At that she blushed. “What a little goose I am!” she cried. “Playing the orator! Mr. Canby, you mustn't mind—”

“I won't!”

“It's because I'm so happy,” she explained—to his way of thinking, divinely. “I'm so happy I just pour out everything. I want to sing every minute. You see, it seemed such a long while that I was waiting for my chance. Some of us wait forever, Mr. Canby, and I was so afraid mine might never come. If it hadn't come now it might never have come. If I'd missed this one, I might never have had another. It frightens me to think of it—and I oughtn't to be thinking of it! I ought to be spending all my time on my knees thanking God that old Mr. Packer got it into his head that 'The Little Minister' was a play about the Baptists!”

“I don't see—”

“If he hadn't,” she said, “I wouldn't be here!”

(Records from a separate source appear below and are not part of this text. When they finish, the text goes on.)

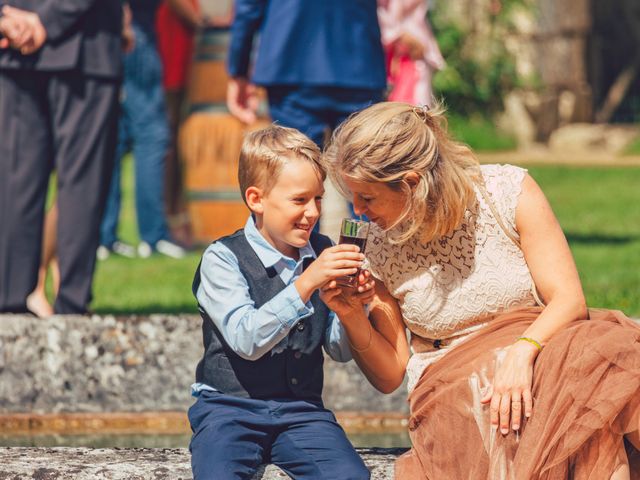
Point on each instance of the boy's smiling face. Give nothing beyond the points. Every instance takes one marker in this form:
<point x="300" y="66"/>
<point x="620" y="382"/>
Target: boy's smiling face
<point x="286" y="215"/>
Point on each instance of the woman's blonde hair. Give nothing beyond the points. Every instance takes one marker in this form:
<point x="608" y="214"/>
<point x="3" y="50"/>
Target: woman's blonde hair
<point x="385" y="142"/>
<point x="264" y="153"/>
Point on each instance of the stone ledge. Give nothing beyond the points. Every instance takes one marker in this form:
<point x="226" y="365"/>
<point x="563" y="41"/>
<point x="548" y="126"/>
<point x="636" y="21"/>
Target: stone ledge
<point x="104" y="364"/>
<point x="141" y="464"/>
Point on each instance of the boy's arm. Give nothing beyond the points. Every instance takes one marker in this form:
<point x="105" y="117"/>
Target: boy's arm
<point x="336" y="342"/>
<point x="224" y="294"/>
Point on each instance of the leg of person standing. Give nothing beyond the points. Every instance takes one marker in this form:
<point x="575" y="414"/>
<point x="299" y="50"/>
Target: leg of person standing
<point x="84" y="112"/>
<point x="109" y="241"/>
<point x="145" y="107"/>
<point x="25" y="165"/>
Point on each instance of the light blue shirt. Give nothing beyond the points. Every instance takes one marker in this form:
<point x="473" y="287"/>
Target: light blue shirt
<point x="251" y="332"/>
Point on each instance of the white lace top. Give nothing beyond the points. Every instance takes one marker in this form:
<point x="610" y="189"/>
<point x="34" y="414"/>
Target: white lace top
<point x="445" y="287"/>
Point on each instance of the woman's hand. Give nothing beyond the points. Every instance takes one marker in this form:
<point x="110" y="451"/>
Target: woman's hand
<point x="510" y="393"/>
<point x="334" y="262"/>
<point x="345" y="300"/>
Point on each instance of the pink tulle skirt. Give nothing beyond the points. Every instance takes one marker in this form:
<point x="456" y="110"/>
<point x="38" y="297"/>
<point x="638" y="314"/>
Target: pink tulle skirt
<point x="586" y="391"/>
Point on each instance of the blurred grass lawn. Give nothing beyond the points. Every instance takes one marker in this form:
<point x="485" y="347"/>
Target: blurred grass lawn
<point x="598" y="208"/>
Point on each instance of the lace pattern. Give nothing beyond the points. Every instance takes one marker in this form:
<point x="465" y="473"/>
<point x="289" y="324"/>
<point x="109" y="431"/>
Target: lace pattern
<point x="444" y="287"/>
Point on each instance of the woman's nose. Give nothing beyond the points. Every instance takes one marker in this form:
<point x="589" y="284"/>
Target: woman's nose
<point x="358" y="206"/>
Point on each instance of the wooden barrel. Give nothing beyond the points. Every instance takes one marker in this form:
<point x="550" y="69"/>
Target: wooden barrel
<point x="209" y="142"/>
<point x="210" y="146"/>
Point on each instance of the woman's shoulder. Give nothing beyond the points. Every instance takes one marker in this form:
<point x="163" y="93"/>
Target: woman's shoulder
<point x="495" y="174"/>
<point x="504" y="185"/>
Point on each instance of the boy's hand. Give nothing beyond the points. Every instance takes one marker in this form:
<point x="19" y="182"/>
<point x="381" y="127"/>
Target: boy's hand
<point x="333" y="262"/>
<point x="345" y="301"/>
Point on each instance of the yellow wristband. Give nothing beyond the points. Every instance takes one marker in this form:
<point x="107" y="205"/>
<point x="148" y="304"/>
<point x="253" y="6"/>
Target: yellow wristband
<point x="531" y="341"/>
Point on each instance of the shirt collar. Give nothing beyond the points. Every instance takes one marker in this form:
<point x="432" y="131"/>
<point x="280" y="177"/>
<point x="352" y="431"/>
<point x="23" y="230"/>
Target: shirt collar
<point x="267" y="253"/>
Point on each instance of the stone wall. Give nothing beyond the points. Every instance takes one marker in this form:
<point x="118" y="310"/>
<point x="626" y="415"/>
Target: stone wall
<point x="131" y="364"/>
<point x="140" y="464"/>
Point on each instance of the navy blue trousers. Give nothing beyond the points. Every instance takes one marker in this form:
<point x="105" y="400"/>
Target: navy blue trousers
<point x="233" y="436"/>
<point x="313" y="109"/>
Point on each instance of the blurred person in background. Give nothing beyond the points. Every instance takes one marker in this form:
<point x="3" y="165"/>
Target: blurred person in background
<point x="37" y="301"/>
<point x="411" y="50"/>
<point x="177" y="22"/>
<point x="319" y="61"/>
<point x="143" y="128"/>
<point x="60" y="67"/>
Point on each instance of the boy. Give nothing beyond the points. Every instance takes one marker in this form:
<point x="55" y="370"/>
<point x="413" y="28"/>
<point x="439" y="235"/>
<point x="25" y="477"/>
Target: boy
<point x="259" y="382"/>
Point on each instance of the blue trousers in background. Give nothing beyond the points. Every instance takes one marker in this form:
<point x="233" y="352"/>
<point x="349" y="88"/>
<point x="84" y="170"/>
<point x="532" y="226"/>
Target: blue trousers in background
<point x="233" y="436"/>
<point x="143" y="129"/>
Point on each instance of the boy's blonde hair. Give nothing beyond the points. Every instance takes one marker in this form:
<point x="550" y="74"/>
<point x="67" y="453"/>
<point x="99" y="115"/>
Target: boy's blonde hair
<point x="264" y="153"/>
<point x="384" y="142"/>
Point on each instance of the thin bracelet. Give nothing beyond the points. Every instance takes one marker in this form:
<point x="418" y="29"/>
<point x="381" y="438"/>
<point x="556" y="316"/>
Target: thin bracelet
<point x="531" y="341"/>
<point x="360" y="350"/>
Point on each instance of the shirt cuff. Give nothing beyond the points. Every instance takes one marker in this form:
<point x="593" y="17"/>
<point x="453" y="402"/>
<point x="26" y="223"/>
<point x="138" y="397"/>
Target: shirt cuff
<point x="292" y="308"/>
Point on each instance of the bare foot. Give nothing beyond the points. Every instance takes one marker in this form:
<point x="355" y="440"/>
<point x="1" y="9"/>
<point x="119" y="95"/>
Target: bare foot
<point x="37" y="303"/>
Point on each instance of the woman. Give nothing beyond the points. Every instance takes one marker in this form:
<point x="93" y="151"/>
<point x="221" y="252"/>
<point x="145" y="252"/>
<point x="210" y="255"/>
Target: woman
<point x="511" y="376"/>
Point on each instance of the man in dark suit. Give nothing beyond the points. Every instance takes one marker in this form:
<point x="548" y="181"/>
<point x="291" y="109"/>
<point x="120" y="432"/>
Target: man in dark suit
<point x="59" y="87"/>
<point x="319" y="60"/>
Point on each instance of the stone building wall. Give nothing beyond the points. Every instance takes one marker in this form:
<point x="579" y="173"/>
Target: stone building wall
<point x="131" y="364"/>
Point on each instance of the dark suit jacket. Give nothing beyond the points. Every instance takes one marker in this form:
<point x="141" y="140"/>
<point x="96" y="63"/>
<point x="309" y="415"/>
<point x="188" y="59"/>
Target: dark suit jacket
<point x="309" y="42"/>
<point x="82" y="35"/>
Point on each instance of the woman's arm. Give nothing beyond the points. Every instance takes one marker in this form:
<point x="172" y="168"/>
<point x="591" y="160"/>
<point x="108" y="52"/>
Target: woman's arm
<point x="378" y="342"/>
<point x="555" y="275"/>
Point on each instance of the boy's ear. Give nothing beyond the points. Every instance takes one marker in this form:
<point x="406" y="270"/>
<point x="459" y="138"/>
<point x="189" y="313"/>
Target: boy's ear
<point x="253" y="196"/>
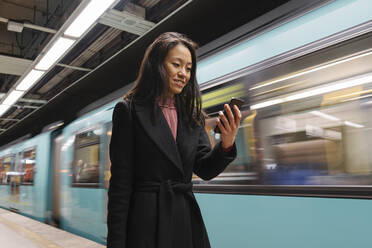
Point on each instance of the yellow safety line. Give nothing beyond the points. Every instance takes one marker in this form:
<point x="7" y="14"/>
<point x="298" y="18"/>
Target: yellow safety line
<point x="37" y="239"/>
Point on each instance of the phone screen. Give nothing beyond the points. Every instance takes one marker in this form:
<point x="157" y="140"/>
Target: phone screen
<point x="234" y="101"/>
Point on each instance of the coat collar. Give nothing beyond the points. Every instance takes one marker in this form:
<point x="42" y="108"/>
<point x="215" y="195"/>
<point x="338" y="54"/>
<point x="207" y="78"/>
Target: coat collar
<point x="160" y="133"/>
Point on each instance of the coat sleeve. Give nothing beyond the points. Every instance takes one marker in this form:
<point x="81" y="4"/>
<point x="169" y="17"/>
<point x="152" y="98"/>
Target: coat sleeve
<point x="211" y="162"/>
<point x="121" y="181"/>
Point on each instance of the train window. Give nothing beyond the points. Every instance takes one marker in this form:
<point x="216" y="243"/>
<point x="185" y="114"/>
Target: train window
<point x="85" y="166"/>
<point x="28" y="166"/>
<point x="6" y="168"/>
<point x="306" y="129"/>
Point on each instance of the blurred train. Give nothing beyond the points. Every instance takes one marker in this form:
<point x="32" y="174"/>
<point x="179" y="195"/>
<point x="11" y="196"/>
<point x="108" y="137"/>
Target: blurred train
<point x="306" y="131"/>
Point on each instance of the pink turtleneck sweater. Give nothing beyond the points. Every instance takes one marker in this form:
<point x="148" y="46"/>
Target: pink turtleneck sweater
<point x="170" y="113"/>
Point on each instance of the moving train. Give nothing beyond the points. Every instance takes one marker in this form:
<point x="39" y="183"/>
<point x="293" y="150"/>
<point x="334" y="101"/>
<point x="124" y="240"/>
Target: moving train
<point x="303" y="174"/>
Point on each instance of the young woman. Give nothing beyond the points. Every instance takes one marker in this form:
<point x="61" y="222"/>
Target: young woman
<point x="158" y="141"/>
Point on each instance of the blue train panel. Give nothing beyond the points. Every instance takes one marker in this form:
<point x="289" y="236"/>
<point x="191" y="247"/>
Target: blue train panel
<point x="85" y="174"/>
<point x="25" y="177"/>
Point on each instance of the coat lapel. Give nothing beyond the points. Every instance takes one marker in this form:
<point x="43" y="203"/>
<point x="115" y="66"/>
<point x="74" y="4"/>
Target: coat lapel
<point x="159" y="133"/>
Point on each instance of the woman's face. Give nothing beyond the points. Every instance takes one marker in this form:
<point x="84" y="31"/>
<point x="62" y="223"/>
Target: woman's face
<point x="177" y="64"/>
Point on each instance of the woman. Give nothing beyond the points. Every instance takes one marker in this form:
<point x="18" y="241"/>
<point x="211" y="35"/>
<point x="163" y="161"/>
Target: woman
<point x="158" y="141"/>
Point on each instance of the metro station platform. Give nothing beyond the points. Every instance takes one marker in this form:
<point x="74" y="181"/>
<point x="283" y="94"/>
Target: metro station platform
<point x="17" y="231"/>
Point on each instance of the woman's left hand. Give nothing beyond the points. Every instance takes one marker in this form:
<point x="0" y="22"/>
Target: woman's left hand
<point x="230" y="125"/>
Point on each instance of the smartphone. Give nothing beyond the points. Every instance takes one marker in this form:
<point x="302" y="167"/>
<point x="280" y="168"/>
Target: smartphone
<point x="234" y="101"/>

“God bless old Mr. Packer!”

“I hope you mean it, Mr. Canby.” She blushed again, because there was no possible doubt that he meant it. “It seems a miracle to me that I am here, and that my chance is here with me, at last. It's twice as good a chance as it was yesterday, thanks to you. You've given me such beautiful new things to do and such beautiful new things to say. How I'll work at it! After rehearsal this afternoon I'll learn every word of it in the tunnel before I get to my station in Brooklyn. That's funny, too, isn't it; the first time I've ever been to New York I go and board over in Brooklyn! But it's a beautiful place to study, and by the time I get home I'll know the lines and have all the rest of the time for the real work: trying to make myself into a faraway picture of the adorable girl you had in your mind when you wrote it. You see—”

She checked herself again. “Oh! Oh!” she said, half-laughing, half-ashamed. “I've never talked so much in my life! You see it seems to me that the whole world has just burst into bloom!”

She radiated a happiness that was almost tangible; it was a glow so real it seemed to warm and light that dingy old passageway. Certainly it warmed and lighted the young man who stood there with her. For him, too, the whole world was transfigured, and life just an orchard to walk through in perpetual April morning.

The voice of Packer proclaimed: “Two o'clock, ladies and gentlemen! Rehearsal two o'clock this afternoon!”

The next moment he looked into the passageway. “This afternoon's rehearsal, two o'clock, Miss—ahh—Malone. Oh, Mr. Canby, Mr. Potter wants you to go to lunch with him and Mr. Tinker. He's waiting. This way, Mr. Canby.”

“In a moment,” said the young playwright. “Miss Malone, you spoke of your going home to work at making yourself into 'the adorable girl' I had in my mind when I wrote your part. It oughtn't”—he faltered, growing red—“it oughtn't to take much—much work!”

And, breathless, he followed the genially waiting Packer.